At first, our partners thought, “Wow, the Gates Foundation is finally going to focus on deep poverty issues, and they're going to join all these strategies together and holistically center around the poor person and all the things they need.” I kind of resisted that for the first year. And the reason I resisted it was it was a lot to do with my experience in the field.

There's a tendency in development to have a replication approach to impact. That sometimes means we solve a third order problem, one that is really obvious on the surface, and then we say, “OK let's replicate that in lots and lots of locations.” And that kind of broadening out before we really go deep into the first order problems, the systemic issues, sometimes leads us to do a lot of things that have the appearance of impact but lack the power long-term.

We needed to get really clear on two questions: How does your strategy help build greater resilience to buffer people from falling deeper into poverty? And how does your strategy then help them rise out of poverty and grab opportunities?

Unless we understand that end-to-end, in a deep way, in financial services for the poor or agriculture, it's going to be really hard to find out where the right level of overlap is between those two things.

So let's get really clear of how those two things work in the deep siloed way, and then look at places where we're starting to get traction on the country level, where we say we can now look at FSP and agriculture together, which is what we are starting to do.

How do your trips to the field differ now, leading this new portfolio, as compared to when you led the FSP strategy at the foundation?

So part of it is just that I have a broader scope, when I'm talking with either government leaders or key development partners, to actually be able to look across those relationships and think about how the goals fit into the different components that we're working on together.

I'll give an example. A lot of countries are wrestling with agriculture. And they're asking: Is this a nutrition problem? A food security problem? An economic jobs creation problem? And countries sort of jump back and forth depending on what's the most pressing and urgent problem.

In this role with global growth and opportunity, it's fun to have this one mandate that we believe everybody benefits from an economy that includes everybody. It allows us to have much richer deeper conversations that don’t feel like Gates Foundation coming in and saying, “OK this is my priority. Please adopt it.”

Since taking on this new role, you’ve had to learn about a lot of new areas, and worked to bring several different teams together. What have you learned so far?

One of the things that was really hard for me, as I moved from being really deeply engaged in one area to overseeing a lot of areas that are really different, is that I spent a lot of time up front trying to learn to be a deeper expert in each of those areas. And I think that caused me to kind of bounce around in terms of how I showed up.

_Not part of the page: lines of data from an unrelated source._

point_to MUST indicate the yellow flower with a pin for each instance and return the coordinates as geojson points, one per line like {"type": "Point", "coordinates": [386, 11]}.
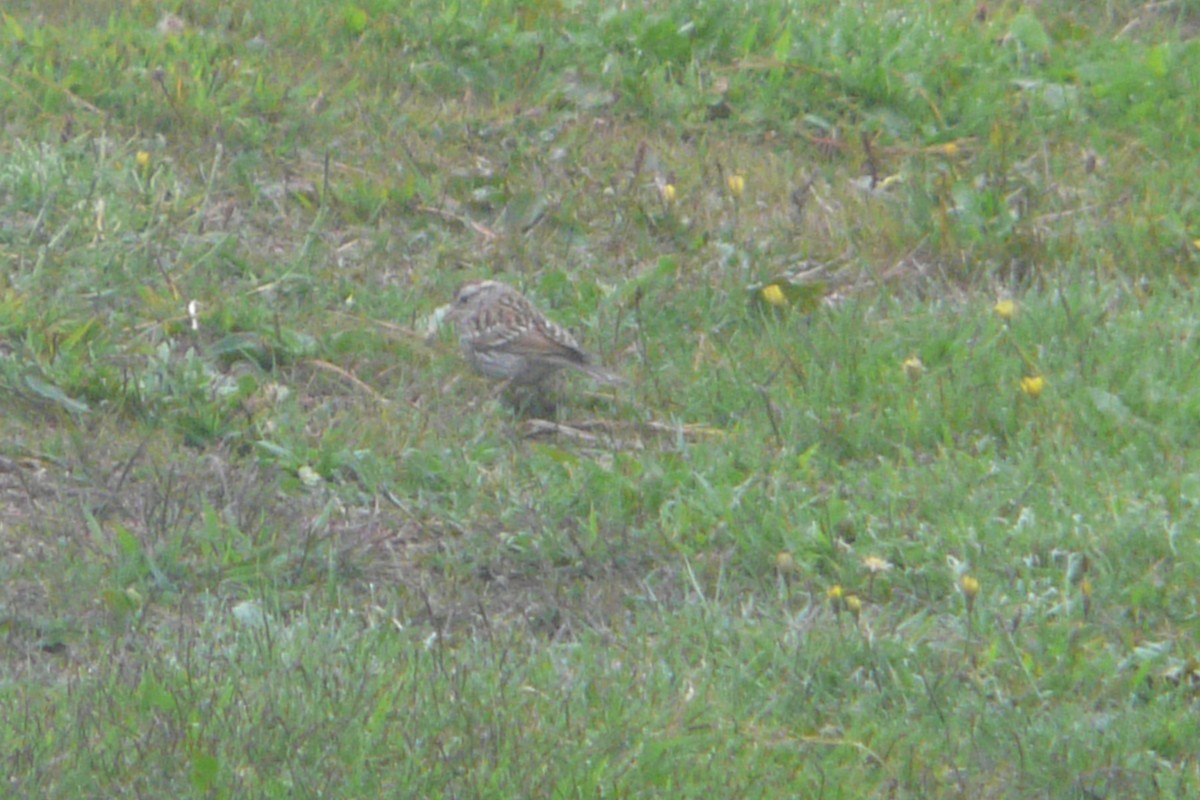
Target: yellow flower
{"type": "Point", "coordinates": [970, 587]}
{"type": "Point", "coordinates": [1033, 385]}
{"type": "Point", "coordinates": [774, 295]}
{"type": "Point", "coordinates": [913, 367]}
{"type": "Point", "coordinates": [875, 564]}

I would have spent more time thinking structurally about how we work together. And then secondarily, asking: What's the shared culture we want? And then thirdly, what are the systems that are in place to allow a deeper technical exchange between the teams? Rather than me trying to go individually learn more.

I’ve been giving a lot of thought to how to foster connections between technical experts in different areas within the division. I’m hoping to foster these types of connections by incorporating cross-cutting topics into my staff meetings and communications, rather than going straight into operational issues which might at first glance seem most relevant for diverse teams, and listening closely to program officers on the frontlines and providing them with formal opportunities to be heard.

Ultimately, we are dedicated to building an organizational structure and culture that fosters the latest ideas, understands how to apply the latest research findings, and then — working closely with our partners who are in the field — supports innovations in delivery that improve impact.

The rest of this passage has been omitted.